El equipo dirigido por Van der Heijde, del Centro Médico de la Universidad de Leiden, en Holanda, analizó las radiografías de 201 pacientes con espondilitis anquilosante tratados con infliximab durante 96 semanas.

Al comparar los datos obtenidos al inicio del estudio y dos años más tarde, el equipo no registró modificaciones en la columna de los participantes, según publicó la revista Arthritis and Rheumatism.

Esto ocurrió también en un grupo control "histórico" con espondilitis anquilosante que no había recibido un antagonista del FNT.

La cantidad de pacientes con por lo menos un punto más en la gravedad de la enfermedad, según un índice estándar, fue virtualmente la misma en la cohorte tratada con antagonistas del FNT y en aquella sin tratar (del 34 y el 35 por ciento, respectivamente).

La espondilitis anquilosante es similar a la artritis, pero la inflamación crónica se limita a la columna y puede producir la fusión de las articulaciones.

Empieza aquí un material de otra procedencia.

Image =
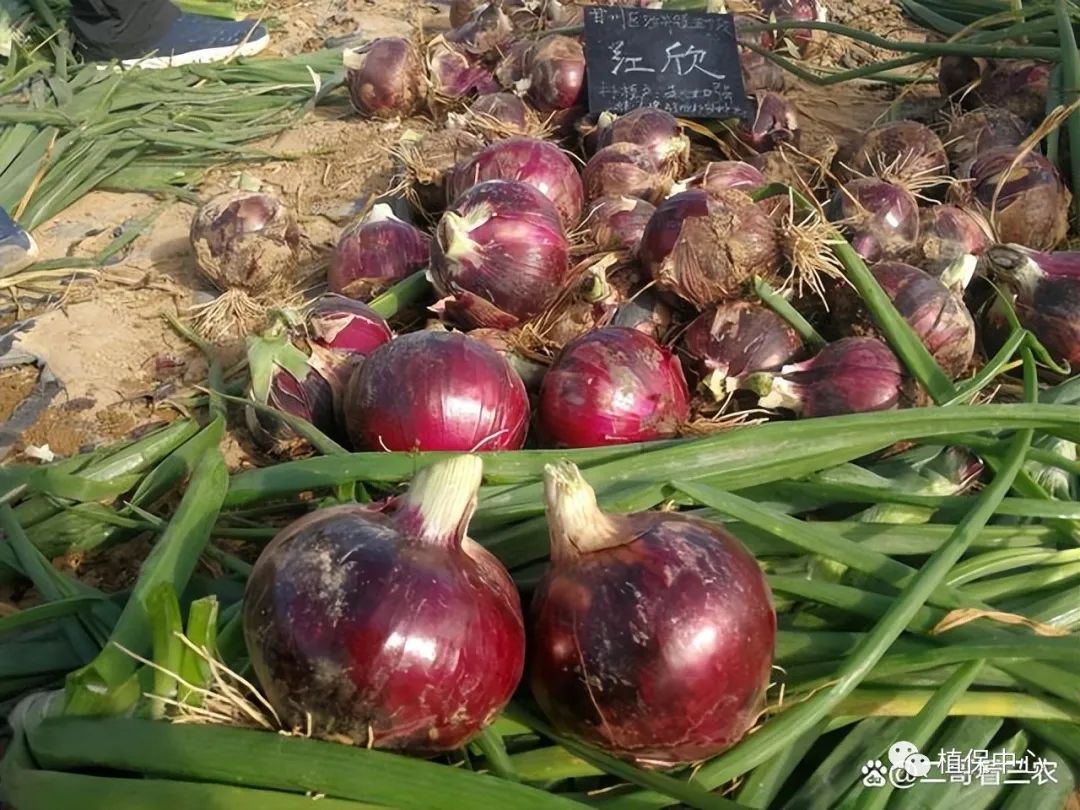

Una explicación posible de esa falta de efecto sobre el avance de la enfermedad sería, para los autores, que la formación ósea sea la piedra fundamental de la espondilitis anquilosante en lugar de una acción proinflamatoria del FNT en las enfermedades destructivas, como la artritis reumatoidea.

"Por otro lado, la prescripción de los antagonistas del FNT sigue siendo muy útil para los pacientes con espondilitis anquilosante, ya que esos fármacos poseen un efecto positivo sobre los signos, los síntomas, la función física y la calidad de vida", concluyó Van der Heijde.